MadSci Network: Biochemistry

Re: Does chirality suggest intelligent design?

Area: Biochemistry
Posted By: Chris Larson, Post-doc/Fellow Laboratory of Genetics
Date: Fri Oct 17 10:26:13 1997
Area of science: Biochemistry
ID: 875813166.Bc
	L-sugars and D-amino acids certainly exist in nature as free
molecules and as the products of racemization of their respective
enantiomeric partners in proteins and carbohydrates, and D-amino acids have
even been found to have a role in normal brain function, but in general it
is true that D-sugars and L-amino acids are the norm.  

	The fact that usually only D-sugars and L-amino acids are found in natural 
biological macromolecules certainly could be used as an argument for intelligent
design because currently there is no scientific understanding as to why
that should be the case.  However, I would not call it a "compelling"
argument simply because one could always argue that just because there is
not a scientific understanding now of why only the given enantiomers exist
does not mean that there won't be one in the future.  An evolutionary
argument can be made for their predominance as follows: if one imagines
that life arose from a prebiotic primordial soup in the form of a
self-replicating molecule of some sort, and that this process was catalytic
in the sense that molecule A makes more molecule A and molecule B makes
more molecule B, one can imagine that if randomly there got to be more A
than B, this would quickly have a "snowball" effect in which the amount of
A relative to B gets greater and greater, and if this means that A uses up
all of a critical resource for the reaction, i.e., a catalytic surface,
then B would be eliminated.  If from A all subsequent life arose, then if A
was D-sugars or L-amino acids (or something that energetically would be
expected to lead to only them and not the opposite) all subsequent life
would contain them.
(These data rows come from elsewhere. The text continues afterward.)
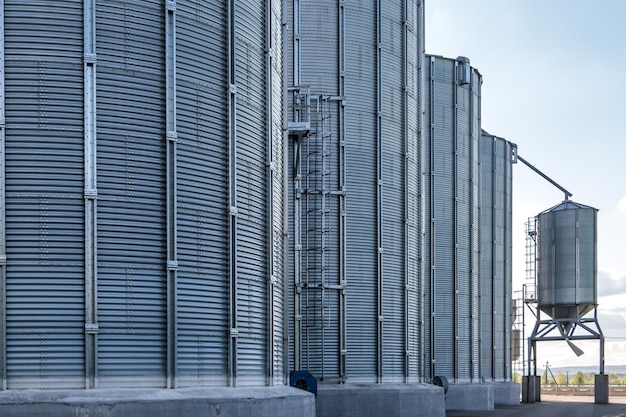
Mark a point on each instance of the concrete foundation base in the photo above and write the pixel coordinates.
(601, 389)
(469, 396)
(193, 402)
(531, 389)
(506, 393)
(380, 400)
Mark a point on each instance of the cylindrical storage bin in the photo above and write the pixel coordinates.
(451, 210)
(354, 121)
(567, 260)
(142, 177)
(497, 156)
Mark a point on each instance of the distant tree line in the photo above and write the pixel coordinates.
(579, 378)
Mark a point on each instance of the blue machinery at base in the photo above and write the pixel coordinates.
(304, 380)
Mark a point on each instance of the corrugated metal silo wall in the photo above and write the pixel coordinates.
(356, 203)
(496, 165)
(451, 238)
(143, 194)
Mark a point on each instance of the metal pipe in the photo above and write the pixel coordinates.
(3, 252)
(90, 194)
(171, 191)
(544, 176)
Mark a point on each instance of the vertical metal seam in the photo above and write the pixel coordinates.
(407, 193)
(90, 194)
(493, 255)
(3, 253)
(508, 201)
(431, 214)
(171, 138)
(269, 120)
(285, 202)
(232, 188)
(422, 183)
(297, 200)
(343, 343)
(473, 207)
(455, 219)
(379, 188)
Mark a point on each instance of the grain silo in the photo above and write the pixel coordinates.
(355, 112)
(567, 260)
(143, 196)
(497, 156)
(451, 210)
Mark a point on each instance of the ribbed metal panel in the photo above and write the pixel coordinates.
(451, 209)
(44, 187)
(363, 60)
(496, 162)
(202, 194)
(184, 210)
(131, 191)
(567, 240)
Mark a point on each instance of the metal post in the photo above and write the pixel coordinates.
(171, 138)
(3, 252)
(90, 194)
(232, 201)
(379, 188)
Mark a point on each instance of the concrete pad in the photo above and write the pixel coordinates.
(380, 400)
(188, 402)
(470, 397)
(506, 393)
(531, 389)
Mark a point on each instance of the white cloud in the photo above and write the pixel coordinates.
(621, 205)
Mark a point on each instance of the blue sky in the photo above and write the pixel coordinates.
(554, 83)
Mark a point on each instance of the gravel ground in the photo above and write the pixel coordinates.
(553, 406)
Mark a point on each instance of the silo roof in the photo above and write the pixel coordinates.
(567, 205)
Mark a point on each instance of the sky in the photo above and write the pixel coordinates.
(554, 83)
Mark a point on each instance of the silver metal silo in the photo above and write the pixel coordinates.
(497, 156)
(143, 187)
(567, 260)
(355, 119)
(451, 238)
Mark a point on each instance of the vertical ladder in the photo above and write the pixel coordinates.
(317, 228)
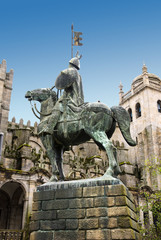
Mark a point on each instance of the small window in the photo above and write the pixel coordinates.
(130, 113)
(159, 106)
(138, 110)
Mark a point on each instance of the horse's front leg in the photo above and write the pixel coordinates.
(59, 161)
(101, 137)
(47, 141)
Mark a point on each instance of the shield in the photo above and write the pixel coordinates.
(66, 78)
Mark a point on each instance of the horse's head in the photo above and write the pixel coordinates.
(41, 94)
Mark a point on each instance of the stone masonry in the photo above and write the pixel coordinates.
(82, 212)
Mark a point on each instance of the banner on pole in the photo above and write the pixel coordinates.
(77, 39)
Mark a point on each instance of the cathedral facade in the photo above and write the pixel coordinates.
(24, 164)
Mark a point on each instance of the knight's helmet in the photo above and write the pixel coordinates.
(75, 61)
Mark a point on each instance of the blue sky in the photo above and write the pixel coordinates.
(118, 36)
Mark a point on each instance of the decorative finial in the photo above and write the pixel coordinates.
(78, 56)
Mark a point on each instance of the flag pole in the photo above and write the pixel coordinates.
(72, 42)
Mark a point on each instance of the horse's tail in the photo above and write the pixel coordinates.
(123, 119)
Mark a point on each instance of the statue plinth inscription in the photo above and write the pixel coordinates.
(72, 212)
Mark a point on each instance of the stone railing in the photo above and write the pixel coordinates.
(8, 234)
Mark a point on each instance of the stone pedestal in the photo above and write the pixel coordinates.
(79, 210)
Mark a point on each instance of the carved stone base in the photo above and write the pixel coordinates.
(78, 210)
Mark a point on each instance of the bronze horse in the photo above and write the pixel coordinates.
(95, 120)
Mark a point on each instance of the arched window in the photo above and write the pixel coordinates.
(130, 113)
(138, 110)
(159, 105)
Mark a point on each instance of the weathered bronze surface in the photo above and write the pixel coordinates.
(72, 121)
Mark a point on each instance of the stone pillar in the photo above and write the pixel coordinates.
(101, 210)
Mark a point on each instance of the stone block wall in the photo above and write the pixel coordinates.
(98, 212)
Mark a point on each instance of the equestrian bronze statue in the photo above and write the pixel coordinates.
(69, 121)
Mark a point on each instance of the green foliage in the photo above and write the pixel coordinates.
(153, 204)
(26, 230)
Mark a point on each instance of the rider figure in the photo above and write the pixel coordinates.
(69, 80)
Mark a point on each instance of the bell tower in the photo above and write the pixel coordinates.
(143, 102)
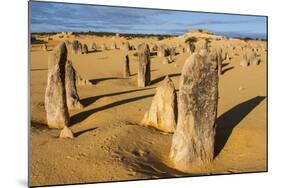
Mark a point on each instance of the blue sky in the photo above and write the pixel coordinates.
(57, 17)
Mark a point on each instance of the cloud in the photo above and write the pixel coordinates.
(56, 17)
(216, 22)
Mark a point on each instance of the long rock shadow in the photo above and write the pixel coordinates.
(83, 115)
(77, 134)
(96, 81)
(228, 120)
(90, 100)
(38, 69)
(155, 81)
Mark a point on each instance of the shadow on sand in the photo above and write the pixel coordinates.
(228, 120)
(226, 69)
(83, 115)
(96, 81)
(155, 81)
(90, 100)
(77, 134)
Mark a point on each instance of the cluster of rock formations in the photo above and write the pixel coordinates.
(190, 116)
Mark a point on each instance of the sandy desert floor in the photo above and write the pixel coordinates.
(111, 145)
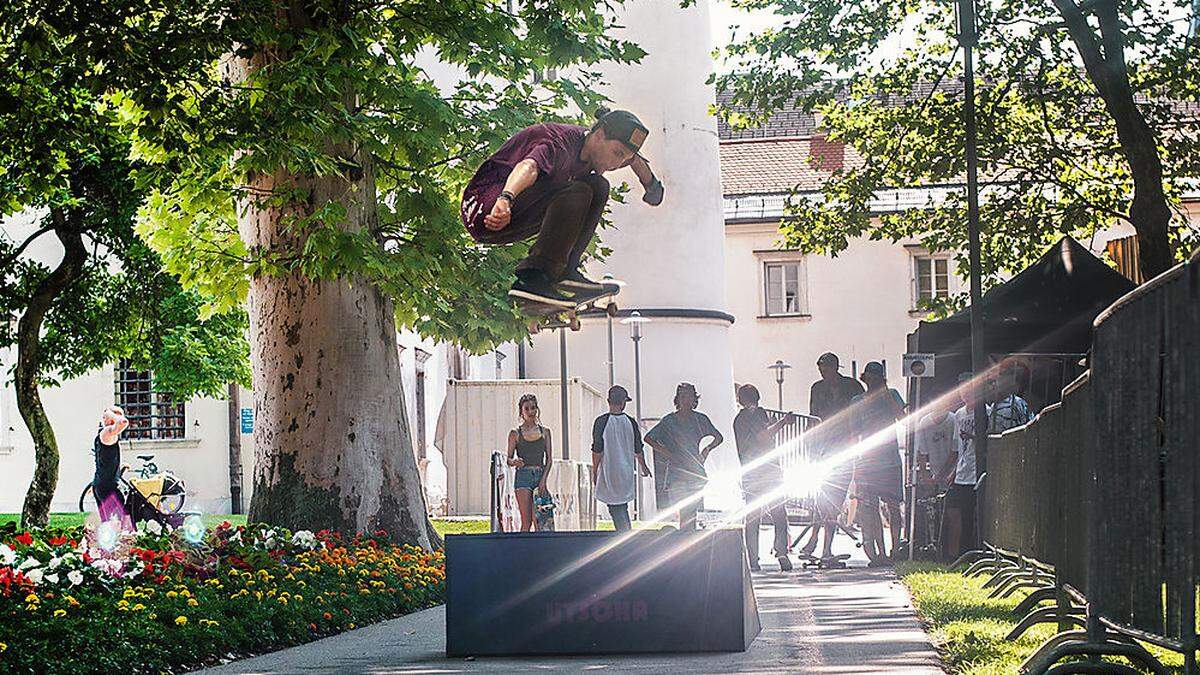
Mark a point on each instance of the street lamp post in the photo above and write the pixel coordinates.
(779, 366)
(635, 322)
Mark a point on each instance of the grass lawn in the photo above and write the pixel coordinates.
(969, 628)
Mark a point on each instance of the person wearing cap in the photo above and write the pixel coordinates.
(879, 470)
(547, 183)
(754, 434)
(616, 443)
(828, 399)
(679, 435)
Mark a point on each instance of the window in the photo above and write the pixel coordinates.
(931, 279)
(784, 288)
(153, 414)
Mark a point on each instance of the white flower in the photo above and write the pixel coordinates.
(304, 539)
(108, 566)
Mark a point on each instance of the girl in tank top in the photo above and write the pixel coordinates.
(529, 452)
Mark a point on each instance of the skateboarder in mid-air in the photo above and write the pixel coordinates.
(546, 181)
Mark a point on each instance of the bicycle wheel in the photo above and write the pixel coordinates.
(87, 500)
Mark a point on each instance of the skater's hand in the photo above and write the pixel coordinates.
(501, 215)
(653, 195)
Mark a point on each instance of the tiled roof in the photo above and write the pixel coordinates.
(774, 166)
(785, 123)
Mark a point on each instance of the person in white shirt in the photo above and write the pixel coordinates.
(960, 473)
(1009, 410)
(616, 443)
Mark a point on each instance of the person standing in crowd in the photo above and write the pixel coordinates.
(679, 435)
(107, 451)
(879, 473)
(532, 453)
(828, 400)
(616, 442)
(1008, 410)
(958, 525)
(755, 437)
(935, 435)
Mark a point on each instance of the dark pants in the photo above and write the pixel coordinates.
(778, 514)
(564, 219)
(688, 491)
(619, 514)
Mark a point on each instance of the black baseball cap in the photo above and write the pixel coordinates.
(622, 125)
(618, 394)
(875, 368)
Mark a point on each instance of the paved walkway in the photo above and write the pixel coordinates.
(822, 622)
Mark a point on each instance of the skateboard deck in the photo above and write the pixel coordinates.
(543, 315)
(831, 562)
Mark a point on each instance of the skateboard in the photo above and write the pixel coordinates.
(832, 562)
(553, 316)
(544, 511)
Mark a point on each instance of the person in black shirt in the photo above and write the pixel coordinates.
(532, 454)
(679, 435)
(755, 436)
(107, 451)
(828, 400)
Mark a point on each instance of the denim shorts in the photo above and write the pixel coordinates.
(528, 477)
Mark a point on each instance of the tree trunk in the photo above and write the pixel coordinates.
(331, 442)
(36, 509)
(1105, 65)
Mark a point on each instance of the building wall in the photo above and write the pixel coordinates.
(859, 305)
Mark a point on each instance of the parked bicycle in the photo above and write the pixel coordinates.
(150, 494)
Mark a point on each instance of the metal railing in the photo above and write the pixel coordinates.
(1104, 488)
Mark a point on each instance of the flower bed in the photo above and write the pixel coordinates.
(76, 601)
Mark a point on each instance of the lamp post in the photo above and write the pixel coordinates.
(779, 366)
(609, 280)
(635, 322)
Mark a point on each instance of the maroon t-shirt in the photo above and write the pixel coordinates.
(553, 147)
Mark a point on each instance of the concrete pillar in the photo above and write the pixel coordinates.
(672, 257)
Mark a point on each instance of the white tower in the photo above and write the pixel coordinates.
(671, 257)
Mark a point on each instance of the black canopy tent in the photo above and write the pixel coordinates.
(1045, 310)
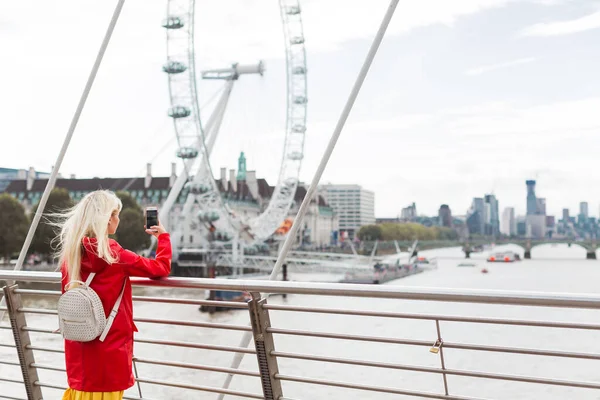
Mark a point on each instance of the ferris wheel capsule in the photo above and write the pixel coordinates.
(174, 67)
(179, 112)
(296, 156)
(196, 188)
(173, 23)
(300, 100)
(208, 216)
(187, 152)
(298, 128)
(298, 70)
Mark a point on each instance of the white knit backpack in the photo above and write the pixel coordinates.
(81, 315)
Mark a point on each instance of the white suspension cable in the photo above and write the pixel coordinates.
(317, 177)
(67, 141)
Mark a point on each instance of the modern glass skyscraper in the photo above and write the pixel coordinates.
(531, 199)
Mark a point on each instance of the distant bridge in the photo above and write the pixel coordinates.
(469, 246)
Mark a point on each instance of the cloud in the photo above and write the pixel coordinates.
(493, 67)
(582, 24)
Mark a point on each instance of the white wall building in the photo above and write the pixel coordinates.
(508, 225)
(353, 205)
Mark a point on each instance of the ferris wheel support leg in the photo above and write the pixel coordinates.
(317, 177)
(334, 138)
(215, 119)
(66, 142)
(212, 127)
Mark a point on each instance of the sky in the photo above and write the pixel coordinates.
(464, 98)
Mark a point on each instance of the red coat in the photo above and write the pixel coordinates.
(106, 366)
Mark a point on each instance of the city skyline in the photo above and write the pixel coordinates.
(477, 94)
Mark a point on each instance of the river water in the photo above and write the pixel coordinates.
(552, 269)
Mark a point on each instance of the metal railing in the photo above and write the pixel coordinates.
(357, 342)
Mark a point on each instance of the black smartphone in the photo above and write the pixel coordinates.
(151, 217)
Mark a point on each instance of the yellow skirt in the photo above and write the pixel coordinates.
(71, 394)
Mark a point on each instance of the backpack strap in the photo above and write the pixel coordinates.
(113, 313)
(90, 278)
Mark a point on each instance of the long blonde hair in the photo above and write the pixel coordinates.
(89, 218)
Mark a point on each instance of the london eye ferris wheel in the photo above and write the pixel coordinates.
(204, 209)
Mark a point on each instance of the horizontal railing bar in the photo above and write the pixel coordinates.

One could also argue that A had some inherent advantage
in replication, but you don't need to, and as you say there is no known
advantage to the predominant molecules.

	Ultimately, this is really a philosophical question.  Those of a
more scientific persuasion can always argue that we just don't know the
data yet to construct a "scientific" theory explaining the phenomenon (any
phenomenon around which this kind of debate happens), while those of a more
theological persuasion can always argue that there is a sentient, guiding
force behind what behavior they seek to explain.  Or to put it another way,
one side will say we just don't know enough yet, and the other side will
say it is God.  Since it is logically impossible to prove (i) that what one
doesn't know either exists and hasn't been found yet or doesn't exist, or
(ii) that God either exists or doesn't, then there is no way of resolving
this conflict.  All that can really happen is for physical data to arise
that leads to a plausible scientific explanation for whatever you are
talking about and for this explanation to be accepted by the vast majority
of people.  But for cases in which that hasn't happened, logically one
can't argue that it will happen or that it won't; you either believe that
it will or you believe that it won't.